Cullen Roche was a guest on Meb Faber's podcast this week. I've known both of them for many years, both are very smart obviously and the podcast was fascinating. Part of the fascination was how differently they appear to come at portfolio construction. Meb is a big believer in alts, specifically a huge believer in trend following/managed futures whereas I cannot recall Cullen ever talking about alts and certainly his ETFs are comprised of very plain vanilla assets. Both approaches are of course valid, the difference in approaches really is noteworthy.

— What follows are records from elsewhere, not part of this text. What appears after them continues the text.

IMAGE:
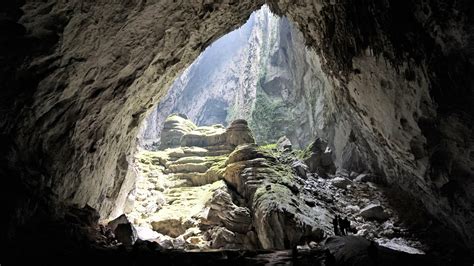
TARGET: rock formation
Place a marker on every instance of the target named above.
(261, 72)
(78, 77)
(218, 189)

There was a shocking nugget that came up that I will get to in a moment but Cullen recently made a change to his ETF offering, essentially shutting down DSCF and replacing it with three different ETFs, each one that targets a specific duration. DDV targets a five year duration, DDX as ten year duration and DDXX at 20 year duration.
DDV allocates 87% to bonds and 13% to equities. DDX allocates 34.5% to equities and 65.5% to bonds and DDXX allocates 100% to equities. He is blending together assets with different durations to achieve the intended the target duration number in the name of each fund. Part of the understanding here is that equities are a long duration asset. In the podcast he worked through an explanation that lands on equities' duration being 15-20 years. An advisor wanting to use these funds probably needs to really dig into this idea before buying.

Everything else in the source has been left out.